If you are planning on trying to help your kids out with their University costs (or other post-secondary ideas), an RESP is a must (just for the free money), however, that is not the only way to ensure you can easily help out your kids reach their educational dreams (or your dreams for their eduction).

I have learned after 8 years of paying for children’s expenses for school, that the most debilitating university costs are not tuition, it is the cost of accommodation. At one point in the 8 years I was

  • Paying the mortgage on my house
  • Paying rent of 3 separate apartments across Canada

When did I become so rich that I could afford this (you might ask)? (sarcasm alert) I most assuredly did not, the RESP money helped somewhat, but these kind of costs can almost double your family living expenses. Living expenses for your kids at school really do add up.

There are remedies for this kind of expense (luckily):

  1. Do not allow your child to move away from home while they are going to University. Whether you really want to inflict this on yourself, is a question you must ask, but that will eliminate many of the living expenses. I know at least one set of parents that said, “I will pay for your tuition, and give you a car to use, if you stay at home. If not, it is all on you.”
  2. Pay off your house before your kids get to University, that way you are rich enough to be able to pay for the rent on “N” different apartments (or residence rooms) (where N is greater than 1).
  3. Make your kids pay for their living costs.
  4. Make your kids pay the whole shot. They want an eduction, time to learn about money at the same time.

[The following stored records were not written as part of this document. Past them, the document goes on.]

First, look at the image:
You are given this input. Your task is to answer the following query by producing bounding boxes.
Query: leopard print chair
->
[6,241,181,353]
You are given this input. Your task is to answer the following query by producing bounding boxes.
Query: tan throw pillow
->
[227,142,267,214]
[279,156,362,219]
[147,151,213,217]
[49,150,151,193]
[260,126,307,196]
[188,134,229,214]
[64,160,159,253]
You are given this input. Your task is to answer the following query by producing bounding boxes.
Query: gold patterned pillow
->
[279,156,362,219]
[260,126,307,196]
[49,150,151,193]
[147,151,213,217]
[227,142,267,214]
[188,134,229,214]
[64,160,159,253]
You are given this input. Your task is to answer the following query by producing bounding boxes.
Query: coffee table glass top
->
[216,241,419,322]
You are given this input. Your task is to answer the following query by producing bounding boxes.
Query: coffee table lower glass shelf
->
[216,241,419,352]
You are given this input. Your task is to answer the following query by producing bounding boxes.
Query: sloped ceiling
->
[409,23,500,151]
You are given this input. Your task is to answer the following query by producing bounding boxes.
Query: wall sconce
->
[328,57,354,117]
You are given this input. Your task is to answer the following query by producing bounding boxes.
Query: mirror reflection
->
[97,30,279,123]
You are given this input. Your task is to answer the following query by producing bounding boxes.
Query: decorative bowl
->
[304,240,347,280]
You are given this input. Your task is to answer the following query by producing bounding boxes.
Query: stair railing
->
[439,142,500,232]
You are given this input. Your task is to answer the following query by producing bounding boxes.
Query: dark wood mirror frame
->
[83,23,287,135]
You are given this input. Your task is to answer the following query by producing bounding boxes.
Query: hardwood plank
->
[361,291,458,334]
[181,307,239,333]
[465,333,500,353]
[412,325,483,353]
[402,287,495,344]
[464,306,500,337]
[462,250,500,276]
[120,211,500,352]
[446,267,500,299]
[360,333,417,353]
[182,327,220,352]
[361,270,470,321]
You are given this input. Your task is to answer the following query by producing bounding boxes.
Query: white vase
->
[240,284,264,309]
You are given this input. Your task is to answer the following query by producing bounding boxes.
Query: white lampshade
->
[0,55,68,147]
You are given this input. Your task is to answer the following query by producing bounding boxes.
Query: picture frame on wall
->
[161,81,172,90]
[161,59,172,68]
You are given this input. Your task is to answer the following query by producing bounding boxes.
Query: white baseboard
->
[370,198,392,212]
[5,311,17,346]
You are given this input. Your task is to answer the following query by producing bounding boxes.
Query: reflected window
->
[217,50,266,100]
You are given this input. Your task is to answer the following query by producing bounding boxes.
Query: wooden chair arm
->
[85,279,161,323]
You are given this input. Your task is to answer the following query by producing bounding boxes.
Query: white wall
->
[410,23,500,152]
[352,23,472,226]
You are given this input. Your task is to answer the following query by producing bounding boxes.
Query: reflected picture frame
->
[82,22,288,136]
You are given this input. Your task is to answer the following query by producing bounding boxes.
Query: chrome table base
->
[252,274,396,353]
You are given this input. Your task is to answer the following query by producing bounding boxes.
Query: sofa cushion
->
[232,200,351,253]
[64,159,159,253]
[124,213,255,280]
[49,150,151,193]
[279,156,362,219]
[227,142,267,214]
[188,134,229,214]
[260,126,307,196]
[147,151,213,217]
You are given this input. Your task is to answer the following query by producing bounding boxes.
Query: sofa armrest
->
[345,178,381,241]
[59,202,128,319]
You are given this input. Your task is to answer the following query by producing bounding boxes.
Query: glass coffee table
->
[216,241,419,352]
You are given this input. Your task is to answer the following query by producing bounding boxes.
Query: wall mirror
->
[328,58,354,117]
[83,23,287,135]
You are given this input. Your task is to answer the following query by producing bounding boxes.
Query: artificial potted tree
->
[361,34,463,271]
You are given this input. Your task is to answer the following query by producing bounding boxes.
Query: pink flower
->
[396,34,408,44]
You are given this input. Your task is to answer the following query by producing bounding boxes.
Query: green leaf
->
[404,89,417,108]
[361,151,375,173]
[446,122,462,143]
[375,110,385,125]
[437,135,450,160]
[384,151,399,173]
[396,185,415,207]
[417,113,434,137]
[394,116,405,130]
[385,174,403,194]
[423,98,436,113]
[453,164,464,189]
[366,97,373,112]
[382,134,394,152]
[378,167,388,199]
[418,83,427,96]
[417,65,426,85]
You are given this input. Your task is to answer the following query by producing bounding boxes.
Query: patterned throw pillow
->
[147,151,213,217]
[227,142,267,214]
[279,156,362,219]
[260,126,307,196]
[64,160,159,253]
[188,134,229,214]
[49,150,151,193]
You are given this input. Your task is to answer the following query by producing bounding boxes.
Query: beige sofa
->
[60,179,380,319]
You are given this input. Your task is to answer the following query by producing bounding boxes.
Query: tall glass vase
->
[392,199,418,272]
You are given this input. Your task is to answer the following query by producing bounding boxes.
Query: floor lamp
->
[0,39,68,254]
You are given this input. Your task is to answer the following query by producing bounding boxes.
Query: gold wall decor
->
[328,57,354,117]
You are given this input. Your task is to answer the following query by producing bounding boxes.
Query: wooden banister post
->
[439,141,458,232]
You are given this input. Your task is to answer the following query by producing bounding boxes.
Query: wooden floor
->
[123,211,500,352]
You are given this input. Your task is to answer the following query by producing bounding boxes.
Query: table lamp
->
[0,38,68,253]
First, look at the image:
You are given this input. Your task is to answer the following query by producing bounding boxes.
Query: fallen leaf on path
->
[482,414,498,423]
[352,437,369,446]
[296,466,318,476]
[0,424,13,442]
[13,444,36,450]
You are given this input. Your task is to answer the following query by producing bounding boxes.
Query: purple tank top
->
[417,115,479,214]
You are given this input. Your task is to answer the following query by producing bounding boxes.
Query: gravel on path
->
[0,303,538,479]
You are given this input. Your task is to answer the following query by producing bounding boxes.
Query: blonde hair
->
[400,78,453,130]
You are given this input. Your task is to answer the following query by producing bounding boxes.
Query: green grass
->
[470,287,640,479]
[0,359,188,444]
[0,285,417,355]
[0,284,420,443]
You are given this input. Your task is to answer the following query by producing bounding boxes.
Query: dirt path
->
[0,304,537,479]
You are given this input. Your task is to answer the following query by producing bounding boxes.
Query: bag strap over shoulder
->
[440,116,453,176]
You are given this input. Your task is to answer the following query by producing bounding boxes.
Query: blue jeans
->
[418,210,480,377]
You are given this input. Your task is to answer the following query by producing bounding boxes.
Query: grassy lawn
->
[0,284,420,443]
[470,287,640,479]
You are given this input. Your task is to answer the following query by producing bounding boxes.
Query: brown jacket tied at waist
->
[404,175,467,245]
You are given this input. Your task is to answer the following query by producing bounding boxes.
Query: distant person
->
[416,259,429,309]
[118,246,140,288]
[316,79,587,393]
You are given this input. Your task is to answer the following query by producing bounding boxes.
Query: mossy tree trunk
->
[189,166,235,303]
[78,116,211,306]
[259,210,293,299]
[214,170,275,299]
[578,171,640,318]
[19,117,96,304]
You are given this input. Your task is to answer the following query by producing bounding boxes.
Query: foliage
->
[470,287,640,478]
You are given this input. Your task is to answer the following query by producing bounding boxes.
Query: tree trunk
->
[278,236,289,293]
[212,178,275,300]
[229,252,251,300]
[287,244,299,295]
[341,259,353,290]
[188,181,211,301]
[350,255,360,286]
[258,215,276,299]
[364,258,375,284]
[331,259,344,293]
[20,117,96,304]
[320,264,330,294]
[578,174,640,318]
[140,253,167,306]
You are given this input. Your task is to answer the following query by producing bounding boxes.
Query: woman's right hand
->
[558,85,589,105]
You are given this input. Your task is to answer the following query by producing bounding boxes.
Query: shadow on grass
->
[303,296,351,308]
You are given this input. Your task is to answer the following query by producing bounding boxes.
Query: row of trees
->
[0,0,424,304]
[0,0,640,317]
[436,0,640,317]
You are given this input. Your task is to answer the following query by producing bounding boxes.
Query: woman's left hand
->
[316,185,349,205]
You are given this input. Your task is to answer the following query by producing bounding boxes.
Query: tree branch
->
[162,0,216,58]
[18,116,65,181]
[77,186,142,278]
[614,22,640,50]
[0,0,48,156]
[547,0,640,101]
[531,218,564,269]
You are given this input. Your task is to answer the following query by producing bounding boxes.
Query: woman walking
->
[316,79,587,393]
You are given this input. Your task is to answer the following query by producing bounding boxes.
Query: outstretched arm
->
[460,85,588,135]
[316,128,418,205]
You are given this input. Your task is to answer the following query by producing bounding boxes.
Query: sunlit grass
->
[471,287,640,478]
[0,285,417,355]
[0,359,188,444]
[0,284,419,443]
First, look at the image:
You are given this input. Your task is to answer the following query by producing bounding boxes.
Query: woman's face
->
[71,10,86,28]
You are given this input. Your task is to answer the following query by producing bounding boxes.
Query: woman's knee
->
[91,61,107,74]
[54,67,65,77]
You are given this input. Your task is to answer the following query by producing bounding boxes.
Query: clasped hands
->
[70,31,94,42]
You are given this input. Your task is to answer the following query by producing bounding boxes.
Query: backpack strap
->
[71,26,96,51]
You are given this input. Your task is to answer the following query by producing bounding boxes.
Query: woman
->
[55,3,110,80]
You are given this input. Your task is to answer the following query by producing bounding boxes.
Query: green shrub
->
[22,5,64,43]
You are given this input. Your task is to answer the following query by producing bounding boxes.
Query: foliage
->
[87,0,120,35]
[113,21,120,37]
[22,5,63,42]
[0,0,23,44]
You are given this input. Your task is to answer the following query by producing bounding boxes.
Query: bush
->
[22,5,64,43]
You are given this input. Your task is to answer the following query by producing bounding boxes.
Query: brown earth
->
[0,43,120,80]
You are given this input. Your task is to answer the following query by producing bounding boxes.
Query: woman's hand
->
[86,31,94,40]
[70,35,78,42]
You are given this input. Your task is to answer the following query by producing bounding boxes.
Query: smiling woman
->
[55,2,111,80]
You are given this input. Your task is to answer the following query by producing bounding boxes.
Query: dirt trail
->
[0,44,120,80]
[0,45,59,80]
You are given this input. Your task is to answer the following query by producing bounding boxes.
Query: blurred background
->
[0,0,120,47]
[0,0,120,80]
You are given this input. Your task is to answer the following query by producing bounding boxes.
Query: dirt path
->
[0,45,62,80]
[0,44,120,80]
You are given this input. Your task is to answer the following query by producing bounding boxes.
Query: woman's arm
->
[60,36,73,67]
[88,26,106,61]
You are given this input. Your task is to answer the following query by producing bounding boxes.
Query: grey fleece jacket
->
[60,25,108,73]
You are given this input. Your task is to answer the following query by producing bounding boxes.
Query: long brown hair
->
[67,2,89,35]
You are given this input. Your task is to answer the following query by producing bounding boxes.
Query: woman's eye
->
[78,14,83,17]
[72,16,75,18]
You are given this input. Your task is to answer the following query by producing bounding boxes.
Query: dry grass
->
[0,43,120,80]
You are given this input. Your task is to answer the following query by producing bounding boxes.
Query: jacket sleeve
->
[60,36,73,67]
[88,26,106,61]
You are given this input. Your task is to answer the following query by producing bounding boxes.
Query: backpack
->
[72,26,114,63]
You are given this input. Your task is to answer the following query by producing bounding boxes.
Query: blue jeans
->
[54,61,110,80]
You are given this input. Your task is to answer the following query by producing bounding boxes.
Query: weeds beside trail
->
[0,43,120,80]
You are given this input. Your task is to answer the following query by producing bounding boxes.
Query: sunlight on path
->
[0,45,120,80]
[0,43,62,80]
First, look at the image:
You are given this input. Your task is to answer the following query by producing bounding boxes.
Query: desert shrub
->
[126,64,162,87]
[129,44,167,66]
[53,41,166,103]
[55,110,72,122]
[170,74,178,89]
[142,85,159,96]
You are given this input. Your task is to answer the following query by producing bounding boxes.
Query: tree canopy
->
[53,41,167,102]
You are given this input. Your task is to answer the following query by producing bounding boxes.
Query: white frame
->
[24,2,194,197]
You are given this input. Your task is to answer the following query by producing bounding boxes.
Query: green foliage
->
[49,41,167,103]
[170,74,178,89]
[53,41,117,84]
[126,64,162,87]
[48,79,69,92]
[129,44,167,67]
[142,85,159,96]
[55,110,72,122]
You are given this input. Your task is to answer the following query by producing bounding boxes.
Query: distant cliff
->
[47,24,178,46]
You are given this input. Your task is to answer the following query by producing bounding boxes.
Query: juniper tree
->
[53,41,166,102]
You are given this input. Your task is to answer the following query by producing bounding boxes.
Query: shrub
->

Option (2) on the list is a very good target to try to hit, but kind of hard if you are maxing out your RESP, TFSA, and RRSP savings targets as well, but still something to keep in mind!

Options (3) & (4) sound heartless, but I know plenty of folks who paid for their entire University career, because their parents couldn’t help out, and they seem to have survived.

Keep in mind, University costs are not just tuition costs.